The procedures aim to close any gaps between the public and private sectors as part of efforts to improve standards across the board, Dubai Health Authority officials said.
The strategy was unveiled at the opening day of the Arab Health exhibition in Dubai and is two years in the making, said Dr Mohammed Oussama Kayali, head of the health regulation section of the DHA's health regulation department.
The lack of standardised practices for the keeping of health records were part of "the reason there were many gaps, which we will try to improve to align with international accreditation standards", he said.
The policies, which are yet to be finalised, will focus on three areas: the design and construction of health facilities, health records, and dental protection to prevent infection. Design guidelines include the requirements that medical facilities must have adequate car parks and slip-resistant surfaces to stairs as well as being disabled-friendly.
"In 2007, we regulated the private sector. We developed standards that [filled] only one document, and they were for healthcare professionals and buildings. Later, DHA decided to regulate all government and private facilities, so we reviewed our regulations," Dr Kayali said.
All healthcare facilities in the emirate - expect for those belonging to Dubai Healthcare City Authority - will have to introduce the new measures. The grace period in which facilities must comply will not be announced for several more weeks, said Dr Kayali.
Some of the changes will affect the process by which hospitals get licensed, clinical standards, the way in which patients are treated and handled and the quality of diagnostic care, he said. The regulatory updates are for hospitals, day care surgical centres, outpatients, diagnostic imaging, clinical laboratories and home health care.
The shake-up will help facilities in the emirate move in line with global changes in health care, said Qadhi Saeed Al Murooshid, the director general of the DHA.
"Updating the regulatory policies and guidelines for all facilities in the emirate will ensure that facilities can cope with the present evolution in medicine," he said. "Moreover, it will ensure that we incorporate the rapid developments in medicine that have taken place across the world."
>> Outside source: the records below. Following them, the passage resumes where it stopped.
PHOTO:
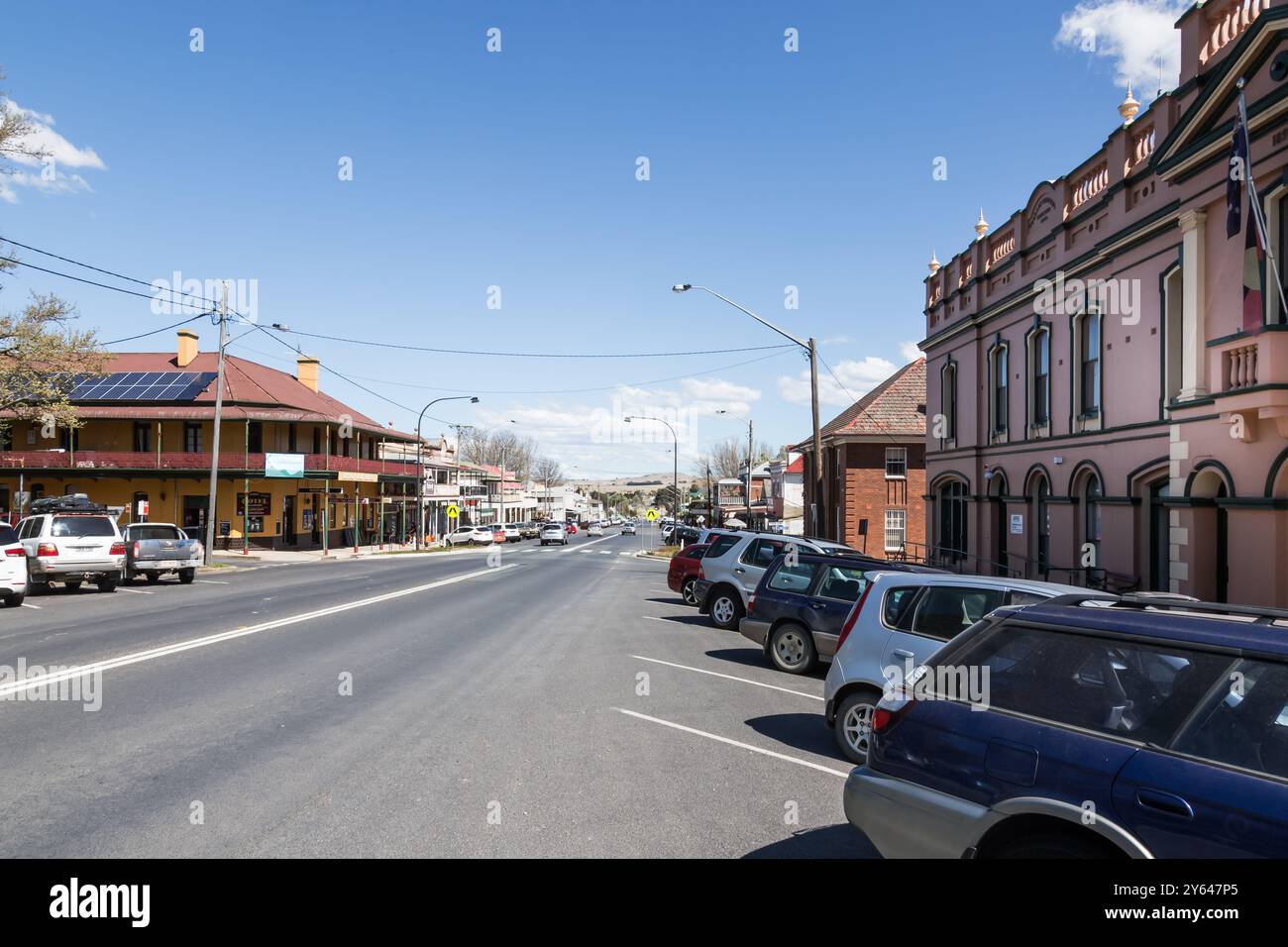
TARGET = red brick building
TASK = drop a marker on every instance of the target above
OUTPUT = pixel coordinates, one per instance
(875, 468)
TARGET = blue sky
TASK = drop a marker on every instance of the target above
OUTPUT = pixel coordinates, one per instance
(518, 169)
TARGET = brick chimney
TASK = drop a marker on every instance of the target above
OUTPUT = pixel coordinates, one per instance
(187, 347)
(307, 371)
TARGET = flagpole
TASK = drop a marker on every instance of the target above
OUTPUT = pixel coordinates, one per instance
(1254, 205)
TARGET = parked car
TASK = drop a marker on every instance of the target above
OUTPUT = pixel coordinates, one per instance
(1140, 728)
(900, 621)
(734, 564)
(798, 609)
(469, 535)
(71, 540)
(13, 567)
(158, 549)
(684, 570)
(554, 532)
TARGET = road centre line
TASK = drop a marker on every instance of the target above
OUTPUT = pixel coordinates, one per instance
(734, 742)
(140, 656)
(726, 677)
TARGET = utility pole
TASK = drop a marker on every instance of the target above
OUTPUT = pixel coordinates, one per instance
(219, 415)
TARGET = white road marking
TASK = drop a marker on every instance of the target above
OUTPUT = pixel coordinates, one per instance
(734, 742)
(726, 677)
(140, 656)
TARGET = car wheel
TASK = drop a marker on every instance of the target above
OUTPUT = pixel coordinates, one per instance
(791, 648)
(1054, 845)
(853, 724)
(725, 609)
(687, 591)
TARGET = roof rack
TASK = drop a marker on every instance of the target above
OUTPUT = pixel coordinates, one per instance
(71, 502)
(1172, 602)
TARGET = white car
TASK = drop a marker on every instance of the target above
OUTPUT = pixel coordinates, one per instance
(13, 567)
(898, 622)
(469, 536)
(71, 540)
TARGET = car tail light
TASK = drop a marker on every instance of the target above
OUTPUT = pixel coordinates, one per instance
(884, 718)
(854, 616)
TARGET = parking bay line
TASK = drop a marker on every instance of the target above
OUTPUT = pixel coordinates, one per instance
(726, 677)
(734, 742)
(140, 656)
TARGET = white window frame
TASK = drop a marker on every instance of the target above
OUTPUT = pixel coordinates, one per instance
(902, 455)
(900, 528)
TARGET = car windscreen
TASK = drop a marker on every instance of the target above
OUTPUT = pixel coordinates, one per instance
(82, 526)
(155, 532)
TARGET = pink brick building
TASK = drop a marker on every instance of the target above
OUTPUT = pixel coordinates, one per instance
(1094, 390)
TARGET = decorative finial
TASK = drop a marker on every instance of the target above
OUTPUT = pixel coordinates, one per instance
(1129, 107)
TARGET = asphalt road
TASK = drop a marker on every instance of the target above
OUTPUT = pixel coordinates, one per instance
(493, 709)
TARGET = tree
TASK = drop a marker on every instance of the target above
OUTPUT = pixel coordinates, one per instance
(42, 357)
(483, 446)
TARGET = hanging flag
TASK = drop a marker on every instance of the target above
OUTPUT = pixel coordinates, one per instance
(1236, 172)
(1253, 260)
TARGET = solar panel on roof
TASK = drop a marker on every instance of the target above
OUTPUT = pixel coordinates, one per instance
(143, 385)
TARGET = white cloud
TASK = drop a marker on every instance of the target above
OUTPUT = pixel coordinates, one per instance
(1138, 37)
(58, 155)
(853, 380)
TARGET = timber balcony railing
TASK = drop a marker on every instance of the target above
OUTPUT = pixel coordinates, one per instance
(154, 460)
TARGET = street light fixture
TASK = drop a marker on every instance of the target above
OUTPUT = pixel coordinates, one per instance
(420, 467)
(819, 525)
(675, 472)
The DHA is now working with hospitals to make sure the new guidelines will be possible to implement before the process begins.
"The update is presently in the draft stages and is up for consultation so that we can receive any further feedback from the health sector," said Dr Ramadan Ibrahim, director of health regulation at the authority.
"The health sector has been closely involved from the beginning of the project and this is the last stage before we shortly announce the finalisation of these regulatory policies and guidelines."
Hospitals will also be audited as part of the authority's efforts to discover where gaps lie.
"We told them there will be a checklist based on these standards. This checklist will evaluate the facility and [reveal] the need for requirement of the regulations based on their deficiencies," said Dr Kayali.
Although the deadline period has yet to be announced, hospitals will have an adequate amount of time to make their changes, he added.